Assim, a força probatória material de tais documentos tem por limite o alcance das percepções da entidade documentadora.
A força probatória plena dos documentos autênticos só pode ser ilidida mediante a arguição e prova da respectiva falsidade, sendo que o documento é falso quando nele se atesta como tendo sido objeto da perceção da autoridade ou oficial público qualquer facto que na realidade se não verificou, ou como tendo sido praticado pela entidade responsável qualquer acto que na realidade o não foi (art. 372º, n.ºs 1 e 2 do CC).

Ora, no caso em apreço, como bem refere a recorrente, não foi alegado, nem demonstrado, que o facto atestado perante o ajudante que celebrou o casamento – de que “os nubentes declararam celebrar (…) o seu casamento, perante o Ajudante (…)” (23)– se não verificou.
Efetivamente, perante a matéria de facto provada, nada permite concluir que tenha faltado “a manifestação do mútuo consenso dos nubentes” no acto do casamento.
Como já vimos, a falta de declaração da vontade, o mesmo é dizer, a falta de manifestação da vontade [sendo causa de inexistência do casamento – art. 1628º, al. c) do CC], não é confundível com os casos de falta de vontade por o nubente, no momento da celebração, não ter consciência do acto praticado, porquanto neste caso houve uma exteriorização, que, contudo, não corresponde à vontade real, sendo que este apenas é fundamento de anulabilidade do casamento (arts. 1631º, al. b) e 1635º, al. a), do CC).
A matéria adquirida nos autos não permite, por conseguinte, concluir que foi completamente omitida a declaração da vontade, no momento da celebração, por parte do nubente S. M.; habilita, sim, a inferir que a declaração de vontade deste nubente estava afectada por vício de vontade, concretamente por falta de consciência do acto praticado, que o impedia de compreender o sentido dessa mesma declaração.

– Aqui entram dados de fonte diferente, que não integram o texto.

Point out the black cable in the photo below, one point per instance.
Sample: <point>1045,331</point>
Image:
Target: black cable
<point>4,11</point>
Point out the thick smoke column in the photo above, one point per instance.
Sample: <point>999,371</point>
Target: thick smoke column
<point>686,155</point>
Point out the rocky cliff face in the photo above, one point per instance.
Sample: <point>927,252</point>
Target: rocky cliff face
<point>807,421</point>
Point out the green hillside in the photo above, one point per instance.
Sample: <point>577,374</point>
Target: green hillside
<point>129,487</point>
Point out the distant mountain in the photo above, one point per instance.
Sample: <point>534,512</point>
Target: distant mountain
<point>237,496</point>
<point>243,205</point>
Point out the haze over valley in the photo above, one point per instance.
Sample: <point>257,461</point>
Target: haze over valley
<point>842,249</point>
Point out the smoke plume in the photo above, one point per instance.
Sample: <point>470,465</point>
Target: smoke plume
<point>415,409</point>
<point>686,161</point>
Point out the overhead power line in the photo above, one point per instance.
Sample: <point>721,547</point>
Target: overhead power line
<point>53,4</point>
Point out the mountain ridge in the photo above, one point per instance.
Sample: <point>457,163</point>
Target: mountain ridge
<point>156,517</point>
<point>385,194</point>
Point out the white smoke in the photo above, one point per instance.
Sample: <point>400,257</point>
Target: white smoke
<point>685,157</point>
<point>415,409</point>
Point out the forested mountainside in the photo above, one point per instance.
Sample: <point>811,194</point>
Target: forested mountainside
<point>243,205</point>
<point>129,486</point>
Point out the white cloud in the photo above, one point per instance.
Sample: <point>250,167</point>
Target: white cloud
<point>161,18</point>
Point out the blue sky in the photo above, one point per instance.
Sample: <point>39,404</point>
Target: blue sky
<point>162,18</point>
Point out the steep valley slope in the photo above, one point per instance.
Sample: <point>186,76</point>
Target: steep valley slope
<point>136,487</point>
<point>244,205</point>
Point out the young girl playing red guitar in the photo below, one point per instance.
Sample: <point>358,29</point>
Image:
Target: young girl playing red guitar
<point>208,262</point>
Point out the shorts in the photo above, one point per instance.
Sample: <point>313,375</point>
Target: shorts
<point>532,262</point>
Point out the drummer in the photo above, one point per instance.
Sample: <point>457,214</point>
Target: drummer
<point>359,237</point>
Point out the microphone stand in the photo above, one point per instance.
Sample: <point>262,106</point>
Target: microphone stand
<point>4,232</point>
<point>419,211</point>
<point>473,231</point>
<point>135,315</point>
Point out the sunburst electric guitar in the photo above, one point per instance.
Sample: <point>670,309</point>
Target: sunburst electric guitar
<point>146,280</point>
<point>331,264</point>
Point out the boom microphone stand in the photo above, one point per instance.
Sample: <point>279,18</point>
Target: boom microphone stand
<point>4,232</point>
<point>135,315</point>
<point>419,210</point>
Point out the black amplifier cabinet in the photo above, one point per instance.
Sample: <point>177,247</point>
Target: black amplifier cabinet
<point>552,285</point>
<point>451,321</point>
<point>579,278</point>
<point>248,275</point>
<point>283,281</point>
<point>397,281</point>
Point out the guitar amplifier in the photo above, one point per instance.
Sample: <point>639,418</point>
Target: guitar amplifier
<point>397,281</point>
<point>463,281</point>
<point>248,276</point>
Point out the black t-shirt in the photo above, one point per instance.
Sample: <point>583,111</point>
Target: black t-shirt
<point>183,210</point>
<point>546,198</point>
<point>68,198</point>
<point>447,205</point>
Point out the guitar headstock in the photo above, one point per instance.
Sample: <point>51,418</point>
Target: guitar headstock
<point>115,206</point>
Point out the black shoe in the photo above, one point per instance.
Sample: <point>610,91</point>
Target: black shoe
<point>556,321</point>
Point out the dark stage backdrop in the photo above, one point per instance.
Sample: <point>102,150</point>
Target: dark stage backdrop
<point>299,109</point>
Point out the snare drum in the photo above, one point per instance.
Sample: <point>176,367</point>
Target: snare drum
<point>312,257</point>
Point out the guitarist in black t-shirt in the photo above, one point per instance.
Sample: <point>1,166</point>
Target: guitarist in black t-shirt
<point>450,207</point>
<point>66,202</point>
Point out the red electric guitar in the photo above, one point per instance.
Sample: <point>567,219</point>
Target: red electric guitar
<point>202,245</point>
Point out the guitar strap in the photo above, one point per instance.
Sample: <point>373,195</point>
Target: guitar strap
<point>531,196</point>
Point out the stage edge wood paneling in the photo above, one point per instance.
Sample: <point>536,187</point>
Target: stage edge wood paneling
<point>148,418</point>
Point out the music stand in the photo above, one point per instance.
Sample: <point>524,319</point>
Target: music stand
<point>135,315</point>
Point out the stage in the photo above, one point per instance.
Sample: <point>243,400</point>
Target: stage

Aliás, se atentarmos no modo como, na petição inicial, o autor delineou a causa de pedir que serve de fundamento à presente acção, constata-se ser já percetível que, apesar de pedir a inexistência do casamento, centralizou essencialmente a sua alegação na falta de consciência da declaração (24) do nubente S. M., e não na falta da declaração da vontade no acto do casamento.
Excluída está, portanto, a demonstração do invocado fundamento de inexistência do casamento (art. 1628º, al. c) do CC), o que, em princípio, impõe a revogação da sentença recorrida.
Contudo, face à factualidade provada (25), sempre se poderia questionar se seria lícito ao Tribunal, ao invés da declaração da inexistência do casamento (peticionada pelo autor), concluir antes pela verificação e reconhecimento do fundamento de anulabilidade do casamento previsto nos arts. 1631º, al. b) e 1635º, al. a), do CC (pedido de anulação que não foi formulado pelo autor), o que pressuporia a admissibilidade da requalificação jurídica da pretensão material deduzida.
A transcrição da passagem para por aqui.